意図的に差別、争いをカットしているのだ。本題はそこではないからだろう。

こうした波のなさ、多くの事柄が最終的にプラスばかりに向かうので掴みが薄かったのだ。
背景は綺麗だし、近所の多様な人から愛されているのは見ていて心地よい。
それだけに、平坦さから生じる淡白さが目立った。
千鶴の物語が始まるまで、ストレートに投げつけるならつまらないという言葉しかない。

千鶴のサクセスストーリー

それではこれが駄作かといえば違う。
千鶴の物語が面白かったからだ。むしろ千鶴が単独の主人公といえるかもしれないくらいに。
薙刀の道場、一人娘で跡取りだから運命がほぼ決められている。
世界に広めるためパリへやってきたが、彼女の願いはそこに無い。

あるのはひとつ。バレリーナとなってバレエを踊りたいのひとつだ。
コンプレックスのように思われた手足の長さ、出自が日本人だからと尻込みする要素は他にもあった。
一歩を踏み出せない千鶴へフジコが背を押す形で応援していき、2人の運命が大きく変わっていく。

フジコだけでは映画1本のストーリーを支えきれない。
千鶴がいなければ、ただ勉強して夢破れて帰国して終わりくらいのゴミに成り下がったのは間違いない。
この映画は千鶴のためにあるのだ。
フジコは千鶴を日向から、時には日陰から彼女を支えるべく奔走しているときが最も輝いていた。

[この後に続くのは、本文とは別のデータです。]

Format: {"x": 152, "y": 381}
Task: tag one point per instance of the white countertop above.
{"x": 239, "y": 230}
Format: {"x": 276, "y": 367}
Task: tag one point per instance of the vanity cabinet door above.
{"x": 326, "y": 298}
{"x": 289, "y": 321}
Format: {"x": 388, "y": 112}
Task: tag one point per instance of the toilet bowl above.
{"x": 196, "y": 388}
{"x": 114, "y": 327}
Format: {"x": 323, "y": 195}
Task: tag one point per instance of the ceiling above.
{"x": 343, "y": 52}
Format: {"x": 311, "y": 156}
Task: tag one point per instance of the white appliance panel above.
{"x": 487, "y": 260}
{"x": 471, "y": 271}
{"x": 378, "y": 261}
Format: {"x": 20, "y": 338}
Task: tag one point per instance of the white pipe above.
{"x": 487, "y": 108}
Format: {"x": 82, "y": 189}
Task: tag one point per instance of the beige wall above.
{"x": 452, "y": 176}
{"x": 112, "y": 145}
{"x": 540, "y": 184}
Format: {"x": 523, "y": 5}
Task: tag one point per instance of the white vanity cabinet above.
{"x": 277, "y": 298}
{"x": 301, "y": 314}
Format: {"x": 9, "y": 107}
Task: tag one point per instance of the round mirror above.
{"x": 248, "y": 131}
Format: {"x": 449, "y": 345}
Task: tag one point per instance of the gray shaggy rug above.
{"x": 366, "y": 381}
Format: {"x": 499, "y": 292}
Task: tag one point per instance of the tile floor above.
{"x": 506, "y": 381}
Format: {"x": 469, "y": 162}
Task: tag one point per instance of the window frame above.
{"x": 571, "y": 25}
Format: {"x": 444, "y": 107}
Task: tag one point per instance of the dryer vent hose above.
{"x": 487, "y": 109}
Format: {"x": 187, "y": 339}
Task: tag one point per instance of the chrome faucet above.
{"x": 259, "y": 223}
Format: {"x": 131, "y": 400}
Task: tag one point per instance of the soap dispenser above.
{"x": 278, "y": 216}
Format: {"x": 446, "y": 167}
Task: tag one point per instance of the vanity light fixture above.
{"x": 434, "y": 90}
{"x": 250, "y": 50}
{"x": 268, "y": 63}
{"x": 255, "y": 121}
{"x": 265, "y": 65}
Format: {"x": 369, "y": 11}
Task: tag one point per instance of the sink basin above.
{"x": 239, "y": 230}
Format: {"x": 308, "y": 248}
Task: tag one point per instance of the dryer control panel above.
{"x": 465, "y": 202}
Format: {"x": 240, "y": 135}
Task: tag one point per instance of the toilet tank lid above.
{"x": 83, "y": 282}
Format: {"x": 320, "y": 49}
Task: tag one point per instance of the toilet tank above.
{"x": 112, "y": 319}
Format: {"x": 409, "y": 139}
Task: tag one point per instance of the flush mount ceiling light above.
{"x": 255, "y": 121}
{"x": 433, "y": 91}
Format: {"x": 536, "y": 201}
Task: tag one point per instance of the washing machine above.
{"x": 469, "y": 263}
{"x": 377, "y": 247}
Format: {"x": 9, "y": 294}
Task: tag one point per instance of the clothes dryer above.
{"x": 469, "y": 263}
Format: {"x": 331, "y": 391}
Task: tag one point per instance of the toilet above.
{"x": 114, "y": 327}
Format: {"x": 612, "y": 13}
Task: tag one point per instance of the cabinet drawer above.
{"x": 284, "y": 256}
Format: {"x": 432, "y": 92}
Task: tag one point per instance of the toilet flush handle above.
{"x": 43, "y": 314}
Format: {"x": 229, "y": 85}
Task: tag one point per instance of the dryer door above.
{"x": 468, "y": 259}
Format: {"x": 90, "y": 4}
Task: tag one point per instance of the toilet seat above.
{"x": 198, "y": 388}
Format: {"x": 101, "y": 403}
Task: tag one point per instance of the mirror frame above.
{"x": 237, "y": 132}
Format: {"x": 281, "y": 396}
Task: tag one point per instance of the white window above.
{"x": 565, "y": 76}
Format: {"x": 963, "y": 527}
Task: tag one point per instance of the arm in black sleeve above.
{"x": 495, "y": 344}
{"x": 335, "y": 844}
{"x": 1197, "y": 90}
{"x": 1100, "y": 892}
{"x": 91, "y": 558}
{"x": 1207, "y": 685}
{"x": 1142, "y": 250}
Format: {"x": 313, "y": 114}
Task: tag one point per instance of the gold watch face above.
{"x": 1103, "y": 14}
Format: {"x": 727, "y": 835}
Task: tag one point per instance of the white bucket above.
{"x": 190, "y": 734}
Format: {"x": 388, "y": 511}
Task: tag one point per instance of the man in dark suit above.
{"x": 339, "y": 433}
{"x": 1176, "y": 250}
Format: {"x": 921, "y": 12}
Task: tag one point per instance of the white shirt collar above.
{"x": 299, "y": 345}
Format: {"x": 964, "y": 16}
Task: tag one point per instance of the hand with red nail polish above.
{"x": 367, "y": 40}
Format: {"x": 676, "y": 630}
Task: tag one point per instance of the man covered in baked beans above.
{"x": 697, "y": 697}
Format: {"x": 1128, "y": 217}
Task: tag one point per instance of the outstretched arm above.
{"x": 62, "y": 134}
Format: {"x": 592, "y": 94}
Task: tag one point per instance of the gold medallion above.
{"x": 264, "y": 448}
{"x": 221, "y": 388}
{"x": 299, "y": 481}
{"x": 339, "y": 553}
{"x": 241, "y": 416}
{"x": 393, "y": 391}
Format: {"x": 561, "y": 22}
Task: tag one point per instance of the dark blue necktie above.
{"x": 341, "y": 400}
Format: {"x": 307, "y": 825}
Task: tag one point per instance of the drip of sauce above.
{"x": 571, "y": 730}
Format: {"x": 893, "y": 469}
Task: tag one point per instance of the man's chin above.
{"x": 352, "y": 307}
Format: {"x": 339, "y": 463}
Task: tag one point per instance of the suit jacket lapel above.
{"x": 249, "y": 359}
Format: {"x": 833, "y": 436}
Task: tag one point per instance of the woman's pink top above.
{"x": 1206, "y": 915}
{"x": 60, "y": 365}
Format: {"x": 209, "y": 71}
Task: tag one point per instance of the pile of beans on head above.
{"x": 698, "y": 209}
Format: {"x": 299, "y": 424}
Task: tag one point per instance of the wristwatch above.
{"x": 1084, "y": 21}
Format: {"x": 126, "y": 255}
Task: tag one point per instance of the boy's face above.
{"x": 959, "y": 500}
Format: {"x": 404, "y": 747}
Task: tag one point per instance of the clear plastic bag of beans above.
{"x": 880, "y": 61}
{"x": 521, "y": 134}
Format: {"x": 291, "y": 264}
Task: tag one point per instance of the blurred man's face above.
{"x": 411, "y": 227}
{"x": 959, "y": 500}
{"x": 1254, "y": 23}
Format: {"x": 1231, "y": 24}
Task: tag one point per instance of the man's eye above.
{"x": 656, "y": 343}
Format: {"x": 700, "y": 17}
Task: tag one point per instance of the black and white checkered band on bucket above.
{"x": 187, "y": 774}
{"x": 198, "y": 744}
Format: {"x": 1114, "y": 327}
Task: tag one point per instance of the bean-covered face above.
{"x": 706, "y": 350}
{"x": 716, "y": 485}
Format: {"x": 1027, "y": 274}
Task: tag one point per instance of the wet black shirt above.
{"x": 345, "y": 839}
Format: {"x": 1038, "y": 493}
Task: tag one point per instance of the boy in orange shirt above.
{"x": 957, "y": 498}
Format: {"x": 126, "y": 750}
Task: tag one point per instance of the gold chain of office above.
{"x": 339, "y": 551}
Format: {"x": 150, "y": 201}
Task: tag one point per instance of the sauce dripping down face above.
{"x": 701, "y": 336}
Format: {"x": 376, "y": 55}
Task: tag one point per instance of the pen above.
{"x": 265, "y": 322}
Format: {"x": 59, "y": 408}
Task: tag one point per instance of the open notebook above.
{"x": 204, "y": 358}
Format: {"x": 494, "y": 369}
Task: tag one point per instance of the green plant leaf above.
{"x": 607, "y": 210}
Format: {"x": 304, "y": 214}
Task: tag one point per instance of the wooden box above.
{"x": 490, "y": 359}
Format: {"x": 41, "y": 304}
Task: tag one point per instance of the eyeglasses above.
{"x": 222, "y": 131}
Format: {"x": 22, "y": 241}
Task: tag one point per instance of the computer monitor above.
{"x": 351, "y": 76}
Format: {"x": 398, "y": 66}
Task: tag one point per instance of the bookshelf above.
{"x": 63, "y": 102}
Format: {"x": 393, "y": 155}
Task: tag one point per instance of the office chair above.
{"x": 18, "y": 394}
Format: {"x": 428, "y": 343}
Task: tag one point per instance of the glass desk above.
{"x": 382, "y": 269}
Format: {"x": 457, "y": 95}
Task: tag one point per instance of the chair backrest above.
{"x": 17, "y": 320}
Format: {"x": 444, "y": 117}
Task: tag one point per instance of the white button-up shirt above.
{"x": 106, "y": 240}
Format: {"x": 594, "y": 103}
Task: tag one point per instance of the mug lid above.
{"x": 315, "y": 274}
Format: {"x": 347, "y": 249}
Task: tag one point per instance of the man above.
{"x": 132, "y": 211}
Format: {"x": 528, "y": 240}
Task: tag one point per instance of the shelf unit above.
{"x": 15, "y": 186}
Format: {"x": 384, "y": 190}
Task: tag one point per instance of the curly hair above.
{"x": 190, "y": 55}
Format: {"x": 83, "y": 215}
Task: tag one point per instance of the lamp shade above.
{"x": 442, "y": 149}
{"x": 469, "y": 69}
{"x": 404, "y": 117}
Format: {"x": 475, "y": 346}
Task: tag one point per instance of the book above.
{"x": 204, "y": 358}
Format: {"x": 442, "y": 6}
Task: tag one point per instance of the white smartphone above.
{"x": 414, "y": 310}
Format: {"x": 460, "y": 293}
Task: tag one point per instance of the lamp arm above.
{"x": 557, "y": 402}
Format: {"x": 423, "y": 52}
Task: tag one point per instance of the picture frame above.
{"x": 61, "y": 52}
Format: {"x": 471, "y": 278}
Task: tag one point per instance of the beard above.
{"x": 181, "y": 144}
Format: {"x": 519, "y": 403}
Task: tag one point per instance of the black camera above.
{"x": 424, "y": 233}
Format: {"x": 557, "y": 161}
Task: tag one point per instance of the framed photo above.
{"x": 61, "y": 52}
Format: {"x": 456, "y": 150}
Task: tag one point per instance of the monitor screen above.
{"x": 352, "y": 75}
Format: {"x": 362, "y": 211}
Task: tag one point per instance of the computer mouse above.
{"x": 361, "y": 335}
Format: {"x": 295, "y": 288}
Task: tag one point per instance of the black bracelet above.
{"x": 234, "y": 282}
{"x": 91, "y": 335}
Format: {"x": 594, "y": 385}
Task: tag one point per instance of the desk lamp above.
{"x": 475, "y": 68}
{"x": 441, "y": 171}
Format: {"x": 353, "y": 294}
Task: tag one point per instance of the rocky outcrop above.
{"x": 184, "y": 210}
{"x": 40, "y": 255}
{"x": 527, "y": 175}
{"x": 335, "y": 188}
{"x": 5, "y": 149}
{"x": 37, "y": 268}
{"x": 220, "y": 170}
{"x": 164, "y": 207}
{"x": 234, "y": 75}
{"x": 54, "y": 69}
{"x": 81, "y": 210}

中盤、絵がまったく描くなくなっていたフジコを救ったのは千鶴の公演だった。
幼いころの感動を思い出したフジコが画家を目指す少女として再起し、いくつもの作品を作ったのは彼女の生き様、夢を叶えた尊さを見て聞いて感じたからだ。

千鶴の生き様を見て心を動かしたのはフジコだけではない。
金にならないと渋ったオルガは最後まで厳しくも千鶴の成功を祈って指導していた。
帰国の列車に乗って帰ろうとした千鶴を引き止めた最後のアイテムは、オルガからのバレエシューズ。
道に迷って苦悩する千鶴を簡単に甘やかさず、ヒントだけ与えて自覚と成長を促す。
まさに指導者として素晴らしかった。

バレエ団のアンヌと意味ありげな瞬間があったので、もしかしたら何かの関係があったのだろう。
そうでなければ何らかの物を渡して舞台袖で生の演技を見させるなど出来ない。
バレエ団に所属した後のレッスンでは、千鶴だけ指導されていないように見えた。
差別かと思えば、プログラムを組むにあたって千鶴が中心(基準?)になっているらしい。
彼女の才能、努力が確実に実を結んでいるのだ。
入団試験では未熟故の課題は残るが、審査員全員の目が変わるほどの出来栄えだった。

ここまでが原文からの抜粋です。